En la «prueba» de la existencia de Dios o, mejor dicho, en la «ascensión» hacia el conocimiento de Dios se transparenta una de las ideas en que más insistió el Padre Gratry: la idea de una dialéctica —dialéctica o inducción. El Padre Gratry contrapone la inducción a la deducción. Esta última se basa en la identidad; la deducción no permite alcanzar otras consecuencias que las contenidas en un principio dado. La inducción, en cambio, consiste en un proceso de invención y de descubrimiento parecido a la dialéctica platónica —con la cual relaciona el Padre Gratry su idea de inducción. La deducción no sale jamás de «lo mismo». La inducción pasa a «lo otro». La inducción no es, sin embargo, mero «razonamiento». Incluye el razonamiento, pero se funda en una intuición o «visión» que se manifiesta en todos los órdenes del conocimiento y no sólo en el racional.

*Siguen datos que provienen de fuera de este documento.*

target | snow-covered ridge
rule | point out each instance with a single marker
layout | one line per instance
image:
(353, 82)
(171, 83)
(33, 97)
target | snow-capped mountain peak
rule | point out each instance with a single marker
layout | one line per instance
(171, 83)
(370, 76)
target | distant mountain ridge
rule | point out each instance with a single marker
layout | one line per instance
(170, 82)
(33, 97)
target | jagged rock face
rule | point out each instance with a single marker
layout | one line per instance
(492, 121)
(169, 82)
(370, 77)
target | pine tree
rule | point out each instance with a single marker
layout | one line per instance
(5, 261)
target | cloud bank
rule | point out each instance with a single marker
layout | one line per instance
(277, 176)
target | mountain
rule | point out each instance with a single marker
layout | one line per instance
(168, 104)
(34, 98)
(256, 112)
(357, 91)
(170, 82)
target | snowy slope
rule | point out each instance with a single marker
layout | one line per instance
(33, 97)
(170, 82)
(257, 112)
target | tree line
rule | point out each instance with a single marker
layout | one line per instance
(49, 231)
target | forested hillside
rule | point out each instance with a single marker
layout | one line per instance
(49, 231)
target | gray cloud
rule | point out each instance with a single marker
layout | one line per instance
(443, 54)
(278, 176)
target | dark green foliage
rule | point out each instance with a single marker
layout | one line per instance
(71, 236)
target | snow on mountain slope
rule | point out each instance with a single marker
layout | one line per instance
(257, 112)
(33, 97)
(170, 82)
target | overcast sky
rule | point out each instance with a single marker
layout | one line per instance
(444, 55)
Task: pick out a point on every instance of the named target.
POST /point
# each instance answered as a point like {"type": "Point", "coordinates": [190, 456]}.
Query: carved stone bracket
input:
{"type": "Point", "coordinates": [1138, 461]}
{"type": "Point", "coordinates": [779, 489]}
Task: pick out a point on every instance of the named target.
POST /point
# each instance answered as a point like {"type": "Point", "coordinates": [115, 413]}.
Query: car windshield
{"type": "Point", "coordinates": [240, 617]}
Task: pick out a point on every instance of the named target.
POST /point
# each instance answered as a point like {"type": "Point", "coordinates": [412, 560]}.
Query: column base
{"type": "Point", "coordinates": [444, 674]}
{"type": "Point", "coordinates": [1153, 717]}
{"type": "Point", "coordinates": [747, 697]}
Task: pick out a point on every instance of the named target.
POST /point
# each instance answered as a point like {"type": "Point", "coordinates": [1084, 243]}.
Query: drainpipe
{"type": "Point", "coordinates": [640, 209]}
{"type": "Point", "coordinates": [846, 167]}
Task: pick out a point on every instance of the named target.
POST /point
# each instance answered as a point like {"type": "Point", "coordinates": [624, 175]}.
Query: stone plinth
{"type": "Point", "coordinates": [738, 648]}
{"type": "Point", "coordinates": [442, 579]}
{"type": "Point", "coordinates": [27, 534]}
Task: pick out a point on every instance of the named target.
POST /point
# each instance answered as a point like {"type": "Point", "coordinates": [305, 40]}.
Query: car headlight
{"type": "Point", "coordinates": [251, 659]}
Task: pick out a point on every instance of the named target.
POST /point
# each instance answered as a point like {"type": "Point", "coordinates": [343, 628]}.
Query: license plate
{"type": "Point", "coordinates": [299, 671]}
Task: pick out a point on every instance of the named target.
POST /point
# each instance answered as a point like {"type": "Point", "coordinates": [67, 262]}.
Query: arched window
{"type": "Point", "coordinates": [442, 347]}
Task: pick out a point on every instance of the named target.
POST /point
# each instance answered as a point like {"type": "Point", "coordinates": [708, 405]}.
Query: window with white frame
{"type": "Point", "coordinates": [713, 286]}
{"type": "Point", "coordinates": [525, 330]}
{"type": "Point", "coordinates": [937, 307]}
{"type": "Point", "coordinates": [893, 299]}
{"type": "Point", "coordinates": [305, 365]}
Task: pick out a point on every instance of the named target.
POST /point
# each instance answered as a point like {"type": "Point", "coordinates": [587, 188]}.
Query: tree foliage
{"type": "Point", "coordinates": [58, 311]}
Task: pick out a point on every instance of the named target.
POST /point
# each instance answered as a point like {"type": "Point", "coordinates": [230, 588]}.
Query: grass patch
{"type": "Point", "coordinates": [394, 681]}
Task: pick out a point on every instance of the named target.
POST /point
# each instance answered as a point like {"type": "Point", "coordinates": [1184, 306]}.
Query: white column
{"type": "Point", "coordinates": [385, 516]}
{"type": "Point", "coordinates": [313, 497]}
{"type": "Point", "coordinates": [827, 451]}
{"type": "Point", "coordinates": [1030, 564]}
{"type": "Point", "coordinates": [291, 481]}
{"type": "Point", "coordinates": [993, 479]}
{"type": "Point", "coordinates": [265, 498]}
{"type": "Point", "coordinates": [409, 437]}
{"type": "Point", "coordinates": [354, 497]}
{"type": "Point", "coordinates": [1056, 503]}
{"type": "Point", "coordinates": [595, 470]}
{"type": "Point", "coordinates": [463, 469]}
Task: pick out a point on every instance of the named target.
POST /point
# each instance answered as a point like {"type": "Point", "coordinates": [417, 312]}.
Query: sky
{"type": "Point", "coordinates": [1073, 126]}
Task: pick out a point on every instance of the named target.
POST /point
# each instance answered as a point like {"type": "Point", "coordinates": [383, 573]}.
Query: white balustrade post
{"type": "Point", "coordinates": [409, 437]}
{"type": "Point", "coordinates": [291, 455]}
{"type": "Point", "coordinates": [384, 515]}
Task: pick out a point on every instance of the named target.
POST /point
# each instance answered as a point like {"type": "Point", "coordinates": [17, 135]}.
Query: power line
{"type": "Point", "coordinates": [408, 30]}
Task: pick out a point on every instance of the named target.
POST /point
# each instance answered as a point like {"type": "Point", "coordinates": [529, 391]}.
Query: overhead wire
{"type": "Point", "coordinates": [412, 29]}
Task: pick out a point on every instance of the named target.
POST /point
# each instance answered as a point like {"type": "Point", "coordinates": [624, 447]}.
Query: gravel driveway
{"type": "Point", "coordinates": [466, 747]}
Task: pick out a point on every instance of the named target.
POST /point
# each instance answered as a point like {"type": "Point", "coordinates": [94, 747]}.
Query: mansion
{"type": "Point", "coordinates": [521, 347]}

En efecto, el proceso de la inducción aparece ya en la percepción y se va desarrollando —sin ser por ello una mera extensión de la percepción— hasta alcanzar el proceso dialéctico en sentido propio. En la inducción se «salta», por decirlo así, de una verdad a otra. En último término, la inducción es el procedimiento cognoscitivo del «sentido». Por medio de la inducción se separa de los datos lo accidental y se remonta a lo más y más esencial y «verdadero». El Padre Gratry vio en el cálculo infinitesimal una prueba de la realidad y fecundidad de la inducción. En el paso de lo finito a lo infinito se revela el «salto a lo otro» que la mera deducción no permite. La inducción no da por resultado verdades meramente «generales» y «abstractas»; da por resultado verdades «íntegras» o «integrales»: «inducir» es «integrar» —incluyendo la integración de lo individual.